Фантастика фантастикой, но то, что ожидало меня за пеленой – вот это уже тянуло на самый настоящий фантастический роман. Озёрная вода, в буквальном сенсе, застыла, образовав удивительную воронку. Вот где шанс почувствовать себя Иисусом Христом. Трава приобрела удивительно яркую зелёную окраску. Кое-где на земле проступали коричневые пятна, из которых торчали возвышения с красными маковками. На противоположном берегу, недостроенный коттедж оброс зелёным и белыми налётами. Всё ещё не в силах поверить в происходящее, я проехался дальше. Я искал границу странного места. По дороге нашёл несколько ямок с серебристыми стенками. А потом навалилась уже знакомая слабость, я прилёг на землю отдохнуть и незаметно провалился в небытие.

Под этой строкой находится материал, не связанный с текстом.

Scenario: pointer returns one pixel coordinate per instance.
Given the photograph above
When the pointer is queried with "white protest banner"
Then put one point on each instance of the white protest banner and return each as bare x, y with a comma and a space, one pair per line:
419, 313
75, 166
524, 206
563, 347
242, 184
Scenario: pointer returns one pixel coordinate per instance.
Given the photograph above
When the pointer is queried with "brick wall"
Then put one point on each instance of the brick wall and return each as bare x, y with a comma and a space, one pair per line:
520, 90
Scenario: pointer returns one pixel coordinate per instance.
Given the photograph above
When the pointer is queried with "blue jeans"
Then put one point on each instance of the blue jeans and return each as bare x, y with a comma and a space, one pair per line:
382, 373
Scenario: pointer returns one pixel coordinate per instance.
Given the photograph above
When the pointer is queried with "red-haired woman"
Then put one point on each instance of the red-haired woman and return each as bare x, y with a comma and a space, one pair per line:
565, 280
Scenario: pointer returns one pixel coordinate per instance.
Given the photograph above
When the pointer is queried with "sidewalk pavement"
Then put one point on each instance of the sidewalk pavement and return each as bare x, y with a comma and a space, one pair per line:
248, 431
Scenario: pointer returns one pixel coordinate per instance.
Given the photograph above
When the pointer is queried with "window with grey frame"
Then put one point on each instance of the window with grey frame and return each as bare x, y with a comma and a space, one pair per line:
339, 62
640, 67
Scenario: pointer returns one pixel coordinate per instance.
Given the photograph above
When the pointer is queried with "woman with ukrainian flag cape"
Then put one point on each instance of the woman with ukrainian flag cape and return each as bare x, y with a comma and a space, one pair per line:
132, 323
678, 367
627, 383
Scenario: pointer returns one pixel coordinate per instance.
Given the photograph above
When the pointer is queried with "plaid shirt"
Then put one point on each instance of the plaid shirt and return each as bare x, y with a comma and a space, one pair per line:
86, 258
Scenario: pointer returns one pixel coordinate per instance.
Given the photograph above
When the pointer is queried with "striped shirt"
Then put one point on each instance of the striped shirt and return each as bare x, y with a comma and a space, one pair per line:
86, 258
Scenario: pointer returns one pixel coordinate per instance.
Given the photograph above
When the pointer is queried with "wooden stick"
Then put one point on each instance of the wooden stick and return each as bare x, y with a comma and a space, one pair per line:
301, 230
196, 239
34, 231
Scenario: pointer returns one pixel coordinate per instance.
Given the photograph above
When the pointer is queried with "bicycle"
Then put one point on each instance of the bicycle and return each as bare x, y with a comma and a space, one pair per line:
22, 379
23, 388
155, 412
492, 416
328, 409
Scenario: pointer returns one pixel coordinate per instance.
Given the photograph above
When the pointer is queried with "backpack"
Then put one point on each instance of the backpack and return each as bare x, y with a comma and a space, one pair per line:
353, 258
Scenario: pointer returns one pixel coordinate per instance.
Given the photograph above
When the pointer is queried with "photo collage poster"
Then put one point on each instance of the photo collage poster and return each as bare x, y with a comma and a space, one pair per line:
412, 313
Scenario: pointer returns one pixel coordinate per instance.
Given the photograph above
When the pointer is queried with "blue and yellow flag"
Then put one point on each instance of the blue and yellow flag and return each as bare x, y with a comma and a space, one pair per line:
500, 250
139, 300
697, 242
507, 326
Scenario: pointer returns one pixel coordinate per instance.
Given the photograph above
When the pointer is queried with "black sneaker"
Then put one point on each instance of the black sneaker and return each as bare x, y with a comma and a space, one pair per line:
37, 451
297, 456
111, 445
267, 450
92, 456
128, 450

Казалось, я провалялся без сознания пару тройку минут, но уже вечерело. Неподалёку от меня плыла радужная дымка, улетающая прочь. По-прежнему чувствуя себя скверно, я сделал ещё несколько снимков и оседлал велосипед. Неожиданно меня посетил животный страх. Я никогда так в жизни не боялся. Я дрожал от ужаса. Мне казалось, сердце разорвётся от дикого биения. Ноги так быстро крутили педали, что велосипед был просто обязан взлететь.
Сумерки сгущались, а конца необычному месту, почему-то не было. Хотя по всем подсчётам я должен был уже выбраться отсюда. Полянка, раскинувшаяся впереди, поросла неестественно зелёной травой. Такой цвет у травы бывает разве что на детских рисунках, особенно когда набор карандашей с множеством вариантов оттенков.